Acne scars are classified as atrophic and hypertrophic. Atrophic acne scars are further classified as ice-pick, rolling, and boxcar. The European acne group (ECCA) has renamed the atrophic acne scars as V-shaped (ice-pick), U-shaped (boxcar), and W-shaped (rolling). Scar characteristics can be further assessed with specialized techniques such as silicon elastomer mold which is then examined under a light microscope. Proper classification of acne scars is essential to assess the severity of cosmetic disfigurement and to choose the appropriate therapeutic intervention.

Resurfacing techniques

These include TCA peeling, phenol peeling, microdermabrasion, laser abrasion, selective thermolysis with Fraxel laser, and resurfacing by radiofrequency and electrosurgery.

The objective of any of the skin/scar resurfacing treatments is to restore skin contour by inducing neocollagenosis (new collagen growth). Resurfacing is indicated in U and W scars. The main complication is erythema which persists for weeks. There is also risk of pigmentation.

Spot TCA peeling is a good technique for V and deep U scars. A sharp stick (toothpick) soaked in 62% or 100% TCA is brought in contact with the target and the contact is maintained till whitening appears. It is a painful procedure and multiple sessions are required.

Microdermabrasion involves planing of the skin by mechanized means utilizing the projection of micromarbles consisting of aluminum oxide on scars. Six to seven sessions, at two week intervals are needed. In one session, twenty passes are made on each area until superficial bleeding appears. Six to seven session microdermabrasion has low efficacy and may be useful in superficial U scars. Chemabrasion is when microdermabrasion is combined with a peeling agent.

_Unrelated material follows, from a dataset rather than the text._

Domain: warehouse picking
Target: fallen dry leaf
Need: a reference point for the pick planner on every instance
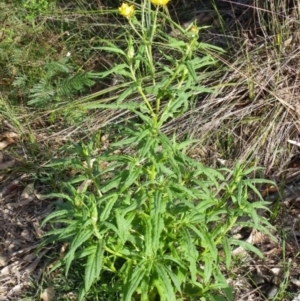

Lasers are increasingly being used to treat acne scars. Intense Pulse Light (IPL) acts by heating the dermis and stimulating neocollagenosis. It has weak activity and may be helpful in red, hypertrophic scars. Light-Emitting Diode (LED) does not warm but acts by photomodulation. It is a safe and painless procedure but the efficacy is low. It is being used for superficial U scars, erythema (acne macules), and pigmentation. Ablative laser resurfacing, although effective, is associated with excessive tissue reaction as erythema and edema, and complications such as pigmentation and scarring. It is less suited for skin types V-VI. Fractional photothermolysis, a new concept, using 1,550-nm erbium-doped fiber laser (Fraxel® ) appears to be very promising. Fractional photothermolysis creates microscopic thermal wounds to achieve skin rejuvenation without significant side effects. In a study from USA, 53 patients (skin types I-V) with mild to moderate atrophic facial scars were treated with three treatment sessions at monthly intervals. Clinical improvement averaged 51-75% in nearly 90% of patients. Clinical response rates were independent of age, gender, or skin type. Side effects included transient erythema and edema in most patients, but no dyspigmentation, ulceration, or scarring. It was concluded that atrophic scars can be effectively and safely reduced with 1,550-nm erbium-doped fiber laser. Fractional thermolysis is an expensive treatment, and typically 4-8 sittings are required depending on the depth of scars. A single treatment with Fraxel® in the U.S. may cost $1,500.